海神
著者:染井為人
東日本大震災で甚大な被害を受けた天ノ島に、NPO法人代表の遠田政吉が姿を現す。彼は当初こそ島の救世主のように振る舞うが、実際には災害を食い物にし、復興支援金を横領するなど、弱者につけ込む卑劣な人物であった。
島民たちもはじめは彼を崇めていたものの、あまりに派手な金の使い方に疑念を抱き始める。

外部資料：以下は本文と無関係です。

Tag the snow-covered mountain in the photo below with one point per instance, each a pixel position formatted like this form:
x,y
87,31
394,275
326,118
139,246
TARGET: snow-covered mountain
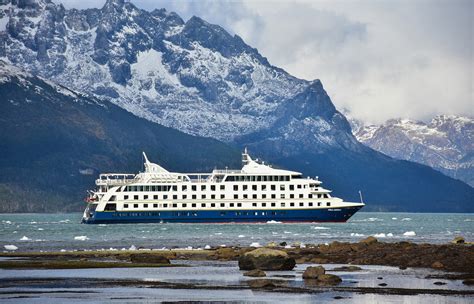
x,y
446,143
192,76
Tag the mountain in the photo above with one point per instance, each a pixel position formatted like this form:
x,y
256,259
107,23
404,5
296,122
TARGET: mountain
x,y
197,78
446,143
54,142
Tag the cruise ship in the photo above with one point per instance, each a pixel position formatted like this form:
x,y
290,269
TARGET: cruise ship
x,y
256,193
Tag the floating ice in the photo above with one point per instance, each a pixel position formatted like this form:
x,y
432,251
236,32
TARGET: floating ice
x,y
10,247
81,238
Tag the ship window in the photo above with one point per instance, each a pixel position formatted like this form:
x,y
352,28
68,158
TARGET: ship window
x,y
110,207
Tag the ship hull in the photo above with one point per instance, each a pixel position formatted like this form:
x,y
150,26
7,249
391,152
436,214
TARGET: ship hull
x,y
223,216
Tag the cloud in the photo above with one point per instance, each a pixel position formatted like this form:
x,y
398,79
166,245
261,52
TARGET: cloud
x,y
379,59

ただ、東京から長期休学してボランティアに来ている女子大生・姫乃だけは、終始遠田を信じ、尊敬し続けていた。
染井為人の小説は、いつも冒頭から読者を強く引き込む力がある。しかし本作は震災という重い現実を背景にしているためか、ドキュメンタリーのような質感が漂い、さらに時系列が頻繁に入れ替わる構成が読みにくさを生んでいた。そのうえ、登場人物の誰にも共感しづらく、物語に没入するのが難しかったのも否めない。
極悪非道な遠田はもちろんだが、ヒロインである姫乃にも終始苛立ちが募った。現代の若者は、一度誰かを信じると、まるで神を崇めるかのように“推し”の感情に支配されてしまうことがあるのかもしれない。
後半になって多くの人が遠田を批判しても、姫乃が耳を貸さなかったのは、遠田への心酔だけでなく、「信じ続けた自分」を否定することへの恐れもあったのだろう。
そして結局、彼女は遠田に裏切られ、尊厳を踏みにじられ、命まで危険にさらされることになる。身から出た錆と言ってしまうにはあまりに酷だが、他者の意見を受け入れず、一方的な感情だけで人を判断する姿勢には、どうしても賛同しがたいものがある。二年間の休学とボランティアの末、彼女はいったい何を得たのだろうか。
もちろん得難い経験もあっただろう。しかし、周囲にかけた迷惑や失ったものの大きさを思うと、複雑な思いが残る。いずれにせよ、これもまた染井作品らしさなのかもしれないが、読後にどこか苦い余韻が残る作品であったことも否めない。